Plaidant pour une approche « contrat par contrat », l’ancien haut responsable de l’administration de George W. Bush recommande aux États « d’évaluer leur propre situation » et de « peser les avantages et les inconvénients » avant de solliciter ses créanciers privés, car, rappelle-t-il, « toute participation déclenchant des conséquences imprévues pourrait entraver l’accès futur aux marchés internationaux ».

Un risque contre lequel mettait en garde le ministre béninois des Finances, Romuald Wadagni, dans une tribune datée du 23 avril. En bénéficiant d’un allègement de la dette ou d’un moratoire pour le paiement de ses échéances, « nos pays subiront un effet induit sur la perception de leur qualité de crédit ; ce qui les exposerait à des sanctions ultérieures inévitables de la part du marché », prévenait le ministre.

Un risque pour l’accès futur aux marchés financiers

De fait, tout en dégradant de B1 à B2 la note souveraine de l’Éthiopie, l’agence américaine Moody’s a indiqué qu’elle plaçait le pays sous surveillance dans l’éventualité d’une nouvelle dégradation, directement liée à l’intention déclarée d’Addis-Abeba de « demander un allègement du service de sa dette », notamment « si l’initiative conduisait à la suspension des paiements ou à la renégociation des obligations du service de la dette du secteur privé ».

« Les agences de notation utilisent la perte économique pour les créanciers privés comme mesure clé pour les déclassements de notation et/ou l’attribution d’une notation de défaut sélectif  », rappelle d’ailleurs dans sa missive Timothy Adams, qui prévient que l’accès futur aux marchés financiers dans les meilleurs conditions possibles « sera essentiel pour une reprise économique rapide » dans les pays concernés.

Enfin, si selon les premières esquisses, les créanciers privés ne devraient pas avoir d’obligations de surveillance en ce qui concerne l’utilisation des fonds libérés par la suspension du service de la dette, « nous pensons qu’il est essentiel que les institutions financières internationales effectuent cette surveillance afin de garantir qu’ils soient bien utilisés pour atténuer l’impact de la pandémie Covid-19 », conclut Timothy Adams qui plaide pour une « transparence totale ».

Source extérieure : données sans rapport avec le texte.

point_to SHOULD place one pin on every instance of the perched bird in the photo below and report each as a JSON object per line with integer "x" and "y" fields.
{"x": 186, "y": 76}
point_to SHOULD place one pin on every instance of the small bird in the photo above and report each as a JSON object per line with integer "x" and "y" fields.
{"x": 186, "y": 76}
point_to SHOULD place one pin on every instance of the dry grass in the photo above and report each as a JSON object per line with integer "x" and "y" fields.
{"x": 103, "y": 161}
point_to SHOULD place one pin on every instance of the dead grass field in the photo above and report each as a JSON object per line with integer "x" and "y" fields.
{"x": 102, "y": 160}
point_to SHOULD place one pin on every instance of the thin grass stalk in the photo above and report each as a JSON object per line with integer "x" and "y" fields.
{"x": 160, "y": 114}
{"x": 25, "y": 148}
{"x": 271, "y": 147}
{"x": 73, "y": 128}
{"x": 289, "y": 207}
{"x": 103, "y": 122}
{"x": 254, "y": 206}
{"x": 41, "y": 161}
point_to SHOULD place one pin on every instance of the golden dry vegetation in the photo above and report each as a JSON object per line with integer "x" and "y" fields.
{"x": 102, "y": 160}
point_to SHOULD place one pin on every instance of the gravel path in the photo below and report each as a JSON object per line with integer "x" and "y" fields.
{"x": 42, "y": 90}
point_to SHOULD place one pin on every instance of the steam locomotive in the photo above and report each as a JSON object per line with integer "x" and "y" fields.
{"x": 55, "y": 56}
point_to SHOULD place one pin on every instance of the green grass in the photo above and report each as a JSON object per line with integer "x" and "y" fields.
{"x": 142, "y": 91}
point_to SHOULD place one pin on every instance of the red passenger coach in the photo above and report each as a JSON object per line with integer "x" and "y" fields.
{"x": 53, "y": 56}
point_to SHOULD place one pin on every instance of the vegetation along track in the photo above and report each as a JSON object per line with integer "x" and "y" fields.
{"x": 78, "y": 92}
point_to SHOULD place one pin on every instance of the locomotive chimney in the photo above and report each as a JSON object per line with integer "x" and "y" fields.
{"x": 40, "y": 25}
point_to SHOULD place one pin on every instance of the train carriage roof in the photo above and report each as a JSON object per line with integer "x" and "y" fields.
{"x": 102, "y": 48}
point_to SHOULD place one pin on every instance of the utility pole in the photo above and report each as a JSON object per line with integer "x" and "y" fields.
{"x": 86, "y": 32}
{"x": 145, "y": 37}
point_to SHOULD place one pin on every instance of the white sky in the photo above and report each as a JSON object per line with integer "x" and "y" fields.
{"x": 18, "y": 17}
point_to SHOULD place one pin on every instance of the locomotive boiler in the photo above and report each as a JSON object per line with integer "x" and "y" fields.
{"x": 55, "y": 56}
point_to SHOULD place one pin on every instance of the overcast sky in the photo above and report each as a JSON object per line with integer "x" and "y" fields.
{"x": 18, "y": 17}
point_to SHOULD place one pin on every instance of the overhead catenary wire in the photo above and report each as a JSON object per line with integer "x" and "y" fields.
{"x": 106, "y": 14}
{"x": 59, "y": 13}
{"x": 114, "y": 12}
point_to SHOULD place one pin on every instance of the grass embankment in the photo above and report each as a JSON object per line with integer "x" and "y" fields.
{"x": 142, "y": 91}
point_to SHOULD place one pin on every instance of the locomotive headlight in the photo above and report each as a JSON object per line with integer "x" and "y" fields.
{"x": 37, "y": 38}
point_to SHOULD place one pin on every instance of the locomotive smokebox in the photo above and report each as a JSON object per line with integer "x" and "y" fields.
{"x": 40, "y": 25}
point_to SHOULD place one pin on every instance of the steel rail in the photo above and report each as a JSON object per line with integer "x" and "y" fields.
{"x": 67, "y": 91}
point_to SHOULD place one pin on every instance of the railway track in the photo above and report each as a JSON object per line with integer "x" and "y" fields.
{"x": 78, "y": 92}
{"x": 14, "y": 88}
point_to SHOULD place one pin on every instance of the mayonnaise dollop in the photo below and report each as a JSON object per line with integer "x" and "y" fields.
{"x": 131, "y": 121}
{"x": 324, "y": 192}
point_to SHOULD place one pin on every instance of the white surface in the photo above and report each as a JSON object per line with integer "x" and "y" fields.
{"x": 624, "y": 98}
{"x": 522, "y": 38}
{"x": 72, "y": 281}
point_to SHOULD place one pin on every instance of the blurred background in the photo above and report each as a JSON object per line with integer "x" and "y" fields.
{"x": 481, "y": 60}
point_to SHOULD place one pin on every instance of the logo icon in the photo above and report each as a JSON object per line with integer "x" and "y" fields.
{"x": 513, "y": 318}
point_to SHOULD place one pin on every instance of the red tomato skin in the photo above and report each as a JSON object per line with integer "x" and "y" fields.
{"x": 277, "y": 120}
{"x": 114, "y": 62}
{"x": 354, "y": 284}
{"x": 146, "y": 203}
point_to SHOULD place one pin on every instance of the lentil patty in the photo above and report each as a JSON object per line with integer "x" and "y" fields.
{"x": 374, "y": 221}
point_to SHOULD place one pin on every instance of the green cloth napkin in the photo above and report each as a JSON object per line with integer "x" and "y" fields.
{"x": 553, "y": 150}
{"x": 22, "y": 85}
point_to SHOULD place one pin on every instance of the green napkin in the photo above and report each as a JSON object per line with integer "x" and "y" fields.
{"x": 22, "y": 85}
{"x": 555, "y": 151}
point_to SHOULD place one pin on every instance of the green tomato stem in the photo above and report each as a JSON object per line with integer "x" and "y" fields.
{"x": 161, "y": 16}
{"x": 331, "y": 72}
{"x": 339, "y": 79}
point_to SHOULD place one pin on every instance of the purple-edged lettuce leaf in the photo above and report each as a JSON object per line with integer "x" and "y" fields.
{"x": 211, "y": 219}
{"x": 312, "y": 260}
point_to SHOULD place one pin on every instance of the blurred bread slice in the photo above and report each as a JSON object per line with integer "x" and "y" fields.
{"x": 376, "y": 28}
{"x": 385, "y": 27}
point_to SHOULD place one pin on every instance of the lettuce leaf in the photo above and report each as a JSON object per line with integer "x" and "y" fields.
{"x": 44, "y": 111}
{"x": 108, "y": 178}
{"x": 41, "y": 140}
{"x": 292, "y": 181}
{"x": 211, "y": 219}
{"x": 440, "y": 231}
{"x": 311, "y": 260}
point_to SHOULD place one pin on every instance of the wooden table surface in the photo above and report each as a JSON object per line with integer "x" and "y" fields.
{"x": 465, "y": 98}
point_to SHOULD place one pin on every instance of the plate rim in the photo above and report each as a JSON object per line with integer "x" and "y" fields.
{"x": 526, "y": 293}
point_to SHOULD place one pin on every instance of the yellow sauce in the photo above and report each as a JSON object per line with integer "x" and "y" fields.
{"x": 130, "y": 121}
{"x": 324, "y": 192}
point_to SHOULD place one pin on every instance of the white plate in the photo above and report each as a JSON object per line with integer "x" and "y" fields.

Les créanciers de l’Afrique se structurent

Dans la même logique, le 15 mai, 25 gestionnaires d’actifs et institutions, représentant plus de 9 000 milliards de dollars d’actifs sous gestion à l’échelle mondiale, ont annoncé leur structuration au sein d’un groupe appelé Groupe de travail des créanciers privés en Afrique (AfricaPCWG), afin de faire entendre leur voix dans le débat sur l’allégement de la dette.

L’objectif déclaré de ces prêteurs, dont les créances revêtent la forme d’euro-obligations, de prêts syndiqués aussi bien que de financements commerciaux : faire adopter « une approche au cas par cas » dans les négociations à venir sur le sort de cette dette privée et ce afin d’obtenir « le meilleur résultat possible, tant pour les emprunteurs que pour les prêteurs », a précisé un porte-parole du groupe.